After successfully applying Route function of Spring Cloud Gateway, I tried to add Circuit Breaker for handling connection timeout to downstream services. However it behaves somewhat different from what I expect.
Version info: (have to use Java8)
<parent>
<groupId>org.springframework.boot</groupId>
<artifactId>spring-boot-starter-parent</artifactId>
<version>2.7.3</version>
</parent>
<properties>
<java.version>1.8</java.version>
<spring-cloud.version>2021.0.5</spring-cloud.version>
</properties>
application.yml to reproduce the situation:
spring:
cloud:
gateway:
routes:
- id: test
order: 0
uri: http://{ANY_SITE_CAUSING_CONNECTION_TIMEOUT}:8080/
predicates:
- Path=/**
filters:
- name: CircuitBreaker
args:
name: cbTest
fallbackUri: forward:/fallback
management:
(to check circuit breaker status via actuator, omitted)
resilience4j:
circuitbreaker:
configs:
default:
registerHealthIndicator: true
minimumNumberOfCalls: 10
instances:
cbTest:
baseConfig: default
With a fallback method to see the exception:
@RestController
@RequestMapping("/fallback")
public class FallbackController {
@GetMapping
public Mono<Void> fallback(ServerWebExchange exchange) {
Throwable t = exchange.getAttribute(ServerWebExchangeUtils.CIRCUITBREAKER_EXECUTION_EXCEPTION_ATTR);
Objects.requireNonNull(t).printStackTrace();
return null;
}
}
This results unexpected java.util.concurrent.TimeoutException as follows, and the call finishes in 1 second instead of trying connection.

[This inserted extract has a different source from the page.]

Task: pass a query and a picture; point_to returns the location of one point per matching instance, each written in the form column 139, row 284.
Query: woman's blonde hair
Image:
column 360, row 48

java.util.concurrent.TimeoutException: Did not observe any item or terminal signal within 1000ms in 'circuitBreaker' (and no fallback has been configured)
at reactor.core.publisher.FluxTimeout$TimeoutMainSubscriber.handleTimeout(FluxTimeout.java:295)

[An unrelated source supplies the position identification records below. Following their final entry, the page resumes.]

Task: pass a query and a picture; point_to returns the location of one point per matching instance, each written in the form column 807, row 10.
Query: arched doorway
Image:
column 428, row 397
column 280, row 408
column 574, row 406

at reactor.core.publisher.FluxTimeout$TimeoutMainSubscriber.doTimeout(FluxTimeout.java:280)
at reactor.core.publisher.FluxTimeout$TimeoutTimeoutSubscriber.onNext(FluxTimeout.java:419)
at reactor.core.publisher.FluxOnErrorResume$ResumeSubscriber.onNext(FluxOnErrorResume.java:79)
at reactor.core.publisher.MonoDelay$MonoDelayRunnable.propagateDelay(MonoDelay.java:271)
at reactor.core.publisher.MonoDelay$MonoDelayRunnable.run(MonoDelay.java:286)
at reactor.core.scheduler.SchedulerTask.call(SchedulerTask.java:68)
at reactor.core.scheduler.SchedulerTask.call(SchedulerTask.java:28)
at java.util.concurrent.FutureTask.run$$$capture(FutureTask.java:266)
at java.util.concurrent.FutureTask.run(FutureTask.java)
at java.util.concurrent.ScheduledThreadPoolExecutor$ScheduledFutureTask.access$201(ScheduledThreadPoolExecutor.java:180)
at java.util.concurrent.ScheduledThreadPoolExecutor$ScheduledFutureTask.run(ScheduledThreadPoolExecutor.java:293)
at java.util.concurrent.ThreadPoolExecutor.runWorker(ThreadPoolExecutor.java:1149)
at java.util.concurrent.ThreadPoolExecutor$Worker.run(ThreadPoolExecutor.java:624)
at java.lang.Thread.run(Thread.java:748)
And Circuit Breaker records the corresponding event.
http://localhost:8080/actuator/circuitbreakerevents
{
"circuitBreakerEvents": [
{
"circuitBreakerName": "cbTest",
"type": "ERROR",
"creationTime": "2023-02-14T10:21:12.633+09:00[Asia/Seoul]",
"errorMessage": "java.util.concurrent.TimeoutException: Did not observe any item or terminal signal within 1000ms in 'circuitBreaker' (and no fallback has been configured)",
"durationInMs": 1000,
"stateTransition": null
}
]
}
Without "filters" part of route config, I can see ConnectionTimeout and client tries to connect for 30 seconds as expected. So I suspect this as a the matter of CircuitBreaker filter.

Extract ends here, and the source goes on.